Current data would seem to indicate that pregnancy is an independent risk factor for diabetic retinopathy. Hypertension, poor control early in pregnancy, and rapid normalization all appear to be associated with the potential to accelerate retinal deterioration. Furthermore, women with more advanced forms of retinopathy and a longer duration of diabetes are at highest risk for progression. All women with type 1 diabetes for 5 years or more or type 2 diabetes at diagnosis require a thorough dilated ophthalmologic evaluation. This may necessitate preconception fluorescein angiography, as dye studies generally are contraindicated during pregnancy. Ideally, these evaluations should be completed prior to attempting conception. Laser therapy, if indicated, also needs to be completed prior to conception.

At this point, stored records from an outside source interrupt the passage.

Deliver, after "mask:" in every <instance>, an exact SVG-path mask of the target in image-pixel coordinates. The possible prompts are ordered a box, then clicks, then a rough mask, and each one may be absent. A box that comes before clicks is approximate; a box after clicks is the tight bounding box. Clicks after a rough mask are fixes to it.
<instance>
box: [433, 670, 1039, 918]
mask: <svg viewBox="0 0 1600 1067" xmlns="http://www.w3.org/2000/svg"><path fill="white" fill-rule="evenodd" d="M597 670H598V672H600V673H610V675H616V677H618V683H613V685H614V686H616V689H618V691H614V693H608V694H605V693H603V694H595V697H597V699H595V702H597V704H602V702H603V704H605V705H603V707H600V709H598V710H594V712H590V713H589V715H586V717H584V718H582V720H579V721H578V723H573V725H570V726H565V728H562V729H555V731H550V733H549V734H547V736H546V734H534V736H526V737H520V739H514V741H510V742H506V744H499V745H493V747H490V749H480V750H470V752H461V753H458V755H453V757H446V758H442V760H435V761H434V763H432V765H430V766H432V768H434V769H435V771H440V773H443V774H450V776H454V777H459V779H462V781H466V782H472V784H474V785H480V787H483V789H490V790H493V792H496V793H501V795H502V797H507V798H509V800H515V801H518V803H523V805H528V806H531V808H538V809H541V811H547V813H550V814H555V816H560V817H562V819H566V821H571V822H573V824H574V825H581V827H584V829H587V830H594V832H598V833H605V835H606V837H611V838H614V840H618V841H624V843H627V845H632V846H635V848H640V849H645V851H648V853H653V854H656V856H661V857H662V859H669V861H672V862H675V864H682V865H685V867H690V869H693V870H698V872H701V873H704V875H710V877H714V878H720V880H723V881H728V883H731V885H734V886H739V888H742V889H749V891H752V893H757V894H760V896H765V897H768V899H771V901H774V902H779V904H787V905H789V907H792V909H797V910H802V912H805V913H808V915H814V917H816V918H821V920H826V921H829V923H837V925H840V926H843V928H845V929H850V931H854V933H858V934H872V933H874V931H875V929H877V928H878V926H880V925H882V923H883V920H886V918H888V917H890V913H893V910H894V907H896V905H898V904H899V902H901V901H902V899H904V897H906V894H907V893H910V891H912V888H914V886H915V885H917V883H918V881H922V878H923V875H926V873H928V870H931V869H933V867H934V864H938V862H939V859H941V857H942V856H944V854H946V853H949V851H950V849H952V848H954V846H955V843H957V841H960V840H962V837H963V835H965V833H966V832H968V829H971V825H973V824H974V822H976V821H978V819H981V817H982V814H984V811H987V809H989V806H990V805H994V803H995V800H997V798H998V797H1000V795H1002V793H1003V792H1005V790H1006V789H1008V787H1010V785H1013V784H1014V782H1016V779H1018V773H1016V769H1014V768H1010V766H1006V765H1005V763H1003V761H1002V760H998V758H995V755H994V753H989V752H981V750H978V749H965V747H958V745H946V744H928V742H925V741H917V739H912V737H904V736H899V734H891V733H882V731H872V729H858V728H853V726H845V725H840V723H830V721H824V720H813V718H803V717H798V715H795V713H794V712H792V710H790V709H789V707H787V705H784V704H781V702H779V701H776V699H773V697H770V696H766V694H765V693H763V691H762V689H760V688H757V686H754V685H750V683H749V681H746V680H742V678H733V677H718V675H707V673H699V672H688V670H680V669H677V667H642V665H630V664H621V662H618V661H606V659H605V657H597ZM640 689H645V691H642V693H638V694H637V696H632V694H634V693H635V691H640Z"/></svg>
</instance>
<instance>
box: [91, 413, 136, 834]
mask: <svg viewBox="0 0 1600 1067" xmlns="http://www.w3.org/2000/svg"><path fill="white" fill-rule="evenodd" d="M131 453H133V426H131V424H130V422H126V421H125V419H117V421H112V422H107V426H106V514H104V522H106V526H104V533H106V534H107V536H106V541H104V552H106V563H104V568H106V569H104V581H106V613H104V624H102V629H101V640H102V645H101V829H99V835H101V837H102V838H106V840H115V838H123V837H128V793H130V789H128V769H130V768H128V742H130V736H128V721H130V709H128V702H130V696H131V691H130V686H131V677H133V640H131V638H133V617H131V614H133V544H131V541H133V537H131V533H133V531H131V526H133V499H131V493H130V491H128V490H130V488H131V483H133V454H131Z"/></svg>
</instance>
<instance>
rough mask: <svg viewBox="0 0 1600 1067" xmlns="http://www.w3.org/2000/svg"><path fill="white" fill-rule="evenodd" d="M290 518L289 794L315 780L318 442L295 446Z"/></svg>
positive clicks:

In contrast, most studies that have observed the effects of pregnancy on diabetic nephropathy have suggested that pregnancy is not associated with either the development
or progression of preexisting nephropathy in women with mild to moderate disease. However, diabetic nephropathy is the complication of diabetes that is most likely to affect pregnancy outcomes. There are increased risks for pregnancy-induced hypertension and/or a progression of already existing hypertension, intrauterine growth retardation resulting in small-for-gestational-age infants, preterm deliveries secondary to fetal distress, and a 10-fold increase in the incidence of stillbirth over women with diabetes but without nephropathy. Preeclampsia is the most frequent, serious complication of maternal nephropathy, with implications for both mother and fetus. Close monitoring of blood pressure, with addition or adjustment of antihypertensive agents as needed, is recommended. The drugs of choice are methyldopa, calcium channel blockers, and β-blockers. Select calcium channel inhibitors, such as diltiazem, induce mild reductions in blood pressure but have a potent effect on decreasing excess protein excretion.

The offspring of women with diabetes remain at increased risk for a number of complications, which includes congenital anomalies, fetal macrosomia, respiratory distress syndrome (RDS), and metabolic abnormalities as well as long-term sequelae (Table 15.1).